From an upper window of the palace Caroline’s father Duke Charles William Ferdinand, saw his daughter cross the courtyard and come face to face with a young English boy who was being educated in Germany and living for a while at the Court of Brunswick-Wolfenbüttel.

He watched the young man pause, bow deeply and stand gazing at Caroline.

A pretty picture, thought the Duke affectionately. In his eyes Caroline was charming; she was so full of vitality, so natural and very pleasing to the eye, with those long fair curls. She had grown in the last few months and it might have been a woman standing down there. After Charlotte was safely launched it would be Caroline’s turn.

Not yet, he thought. He would keep Caroline at home as long as he could. He had admitted to his mistress, Madame de Hertzfeldt, that Caroline was his favourite child.

She was obviously flirting with young John Thomas Stanley down there, but if she had known that her father was watching she would have been alarmed, for he was the one person of whom she was in awe. Sometimes he wished that it were not necessary to inspire fear in his children; but of course it was particularly so with children such as his.

He frowned and turned away from the window as Madame de Hertzfeldt came into the room.

Approaching him she slipped her arm through his. ‘You’re anxious,’ she said, and glancing out of the window saw Caroline in the courtyard with the English boy. ‘Yes,’ she went on. ‘It will be her turn next and perhaps we should not delay too long.’

Her face still seemed to him the most beautiful he had ever seen; it was many years since he had noticed her and fallen in love with her. He thought now, as he had thought so many times before, how different everything would have been if he could have married her.

‘Charlotte is happily settled,’ she reminded him, and drew him away from the window.

‘A good match,’ he admitted. ‘You think she will settle?’

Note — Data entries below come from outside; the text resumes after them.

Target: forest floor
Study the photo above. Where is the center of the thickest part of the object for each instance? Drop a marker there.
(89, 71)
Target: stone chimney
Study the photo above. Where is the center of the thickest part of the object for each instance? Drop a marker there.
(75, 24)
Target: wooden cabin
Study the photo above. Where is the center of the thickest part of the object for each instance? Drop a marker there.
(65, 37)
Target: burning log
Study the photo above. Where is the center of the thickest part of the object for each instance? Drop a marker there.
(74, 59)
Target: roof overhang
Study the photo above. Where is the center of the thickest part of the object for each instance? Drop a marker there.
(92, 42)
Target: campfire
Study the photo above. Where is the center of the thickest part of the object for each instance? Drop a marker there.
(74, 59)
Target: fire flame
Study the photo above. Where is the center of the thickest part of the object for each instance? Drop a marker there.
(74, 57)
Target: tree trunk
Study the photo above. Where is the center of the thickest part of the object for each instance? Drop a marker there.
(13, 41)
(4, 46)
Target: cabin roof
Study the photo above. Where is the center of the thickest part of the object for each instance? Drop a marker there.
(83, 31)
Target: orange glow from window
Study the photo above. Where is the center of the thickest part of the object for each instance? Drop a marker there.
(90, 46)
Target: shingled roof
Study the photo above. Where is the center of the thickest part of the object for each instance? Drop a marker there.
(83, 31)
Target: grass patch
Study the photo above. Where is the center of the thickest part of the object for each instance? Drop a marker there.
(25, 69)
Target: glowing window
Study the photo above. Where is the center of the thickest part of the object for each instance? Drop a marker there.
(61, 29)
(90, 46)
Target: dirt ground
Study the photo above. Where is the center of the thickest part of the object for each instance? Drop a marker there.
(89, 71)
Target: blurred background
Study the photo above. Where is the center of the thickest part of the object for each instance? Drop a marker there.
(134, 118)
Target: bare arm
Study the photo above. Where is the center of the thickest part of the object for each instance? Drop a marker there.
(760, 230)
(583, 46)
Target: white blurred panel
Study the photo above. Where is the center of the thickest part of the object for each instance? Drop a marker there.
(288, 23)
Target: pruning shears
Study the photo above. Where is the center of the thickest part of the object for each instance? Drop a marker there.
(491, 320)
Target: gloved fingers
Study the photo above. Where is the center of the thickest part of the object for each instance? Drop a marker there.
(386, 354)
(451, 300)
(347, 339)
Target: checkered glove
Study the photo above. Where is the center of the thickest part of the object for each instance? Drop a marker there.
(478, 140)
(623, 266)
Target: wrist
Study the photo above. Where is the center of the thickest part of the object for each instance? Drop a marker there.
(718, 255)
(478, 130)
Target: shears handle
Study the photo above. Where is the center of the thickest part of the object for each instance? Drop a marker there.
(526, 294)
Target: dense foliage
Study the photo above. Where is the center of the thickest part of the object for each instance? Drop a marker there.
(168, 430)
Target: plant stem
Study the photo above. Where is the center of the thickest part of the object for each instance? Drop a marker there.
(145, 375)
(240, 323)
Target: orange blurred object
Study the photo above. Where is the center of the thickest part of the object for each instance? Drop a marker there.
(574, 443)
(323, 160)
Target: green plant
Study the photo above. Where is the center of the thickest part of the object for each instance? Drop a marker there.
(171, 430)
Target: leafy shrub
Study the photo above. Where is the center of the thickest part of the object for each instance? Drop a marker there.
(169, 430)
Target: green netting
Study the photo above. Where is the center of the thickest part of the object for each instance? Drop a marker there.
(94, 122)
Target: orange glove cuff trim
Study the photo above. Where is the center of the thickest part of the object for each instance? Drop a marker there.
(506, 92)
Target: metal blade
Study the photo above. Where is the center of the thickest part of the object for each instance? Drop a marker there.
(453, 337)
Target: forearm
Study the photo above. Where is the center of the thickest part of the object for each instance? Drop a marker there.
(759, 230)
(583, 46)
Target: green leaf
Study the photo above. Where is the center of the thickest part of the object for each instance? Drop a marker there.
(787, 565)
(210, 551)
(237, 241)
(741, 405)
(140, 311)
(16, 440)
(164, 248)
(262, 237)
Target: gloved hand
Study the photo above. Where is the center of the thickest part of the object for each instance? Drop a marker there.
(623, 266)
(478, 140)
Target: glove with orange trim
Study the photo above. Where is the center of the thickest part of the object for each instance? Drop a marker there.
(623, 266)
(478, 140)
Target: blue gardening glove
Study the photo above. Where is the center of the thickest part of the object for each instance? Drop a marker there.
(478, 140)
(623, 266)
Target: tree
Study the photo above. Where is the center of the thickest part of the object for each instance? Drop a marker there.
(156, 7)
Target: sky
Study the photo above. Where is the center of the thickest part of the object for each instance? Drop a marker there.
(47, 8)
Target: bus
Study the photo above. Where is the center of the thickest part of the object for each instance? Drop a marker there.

‘Now that she has a husband, she is more likely to.’ She did not add that Charlotte’s passing from his care to a husband’s was a relief to them all; but he knew she thought this for there were no secrets between them.

Tall, stately, beautiful and dignified, devoted to him and the affairs of Brunswick she was in all but name his Queen. Their son was the boy he would have liked to be his heir. A soldier, handsome and, in his father’s eyes, noble in every way, already making a brilliant career for himself— and like his mother, serene. Oh, God, he thought, how he admired serenity! It was because of that taint which sometimes he thought had smeared all his legitimate children.